The most telling parts of the article were the comments regarding diversification and the potential destructive effects health care reform could have. Blue Cross Blue Shield CEO J. Bradley Wilson states that his company is reviewing opportunities to expand into life insurance, worker’s compensation coverage, and payroll services. He goes on to say that his goal is to have up to 25% of Blue Cross’ operating income coming from non-health related businesses by 2014. Yes, you heard right; Blue Cross Blue Shield wants to start getting into businesses like payroll processing and other non-health related businesses (aka: moving away from the business of health insurance).
Wilson goes on to say that the 2 million additional people in North Carolina who will have insurance as a result of health care reform is a positive outcome for the state, but that this will put more strain on an already shaky system. The article closes with Wilson revealing that “unless the industry is revamped and medical inflation tamed, it brings you to a doomsday scenario down the road."

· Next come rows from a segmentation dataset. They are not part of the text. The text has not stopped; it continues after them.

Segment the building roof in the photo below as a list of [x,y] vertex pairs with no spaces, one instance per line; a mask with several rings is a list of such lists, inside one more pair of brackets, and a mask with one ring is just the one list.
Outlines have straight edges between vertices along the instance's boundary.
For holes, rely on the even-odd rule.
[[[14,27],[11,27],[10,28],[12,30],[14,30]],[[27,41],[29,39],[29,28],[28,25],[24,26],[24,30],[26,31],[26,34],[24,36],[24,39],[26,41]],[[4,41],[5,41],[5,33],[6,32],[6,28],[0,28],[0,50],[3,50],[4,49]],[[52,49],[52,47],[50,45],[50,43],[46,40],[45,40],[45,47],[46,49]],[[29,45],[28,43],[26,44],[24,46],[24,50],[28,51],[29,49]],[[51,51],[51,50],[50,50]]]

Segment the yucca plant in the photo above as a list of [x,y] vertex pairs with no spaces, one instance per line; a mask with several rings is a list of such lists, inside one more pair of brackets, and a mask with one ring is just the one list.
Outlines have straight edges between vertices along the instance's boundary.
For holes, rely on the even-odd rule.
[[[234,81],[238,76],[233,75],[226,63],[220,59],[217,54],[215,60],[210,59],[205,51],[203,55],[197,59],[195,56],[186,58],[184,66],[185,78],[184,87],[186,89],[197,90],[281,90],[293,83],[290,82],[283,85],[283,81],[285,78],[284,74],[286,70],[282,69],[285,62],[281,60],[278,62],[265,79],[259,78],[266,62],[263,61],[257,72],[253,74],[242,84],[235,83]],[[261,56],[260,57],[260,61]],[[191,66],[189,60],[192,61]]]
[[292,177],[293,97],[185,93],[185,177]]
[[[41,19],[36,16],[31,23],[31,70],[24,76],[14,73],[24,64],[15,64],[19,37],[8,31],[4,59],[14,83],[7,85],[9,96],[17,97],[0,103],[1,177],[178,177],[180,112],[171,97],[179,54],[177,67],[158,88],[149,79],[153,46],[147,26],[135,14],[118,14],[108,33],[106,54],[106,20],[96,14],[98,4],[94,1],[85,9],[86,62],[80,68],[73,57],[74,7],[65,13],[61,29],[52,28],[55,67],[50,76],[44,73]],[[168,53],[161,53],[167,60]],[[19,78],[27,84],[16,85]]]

Sounds pretty optimistic, doesn’t it!? Pardon the sarcasm, but what exactly does all this mean?
Blue Cross Blue Shield has strong reasons to believe that, in a couple of years, and as a direct result of health care reform, being a health insurance company will no longer be a profitable venture. This is also a solid indication that the insurance companies do not think that the health care reform legislation is going to fix the current problems with the health care system. In light of these revelations, Blue Cross Blue Shield has chosen to prepare for the worst by shrinking and diversify into non-health related business. And that's the bottom line.
Now this brings up a very interesting question. When Blue Cross Blue Shield leaves the health insurance business for good, who will be left to cover the millions of Americans who are going to be simultaneously added to an already shaky health insurance system?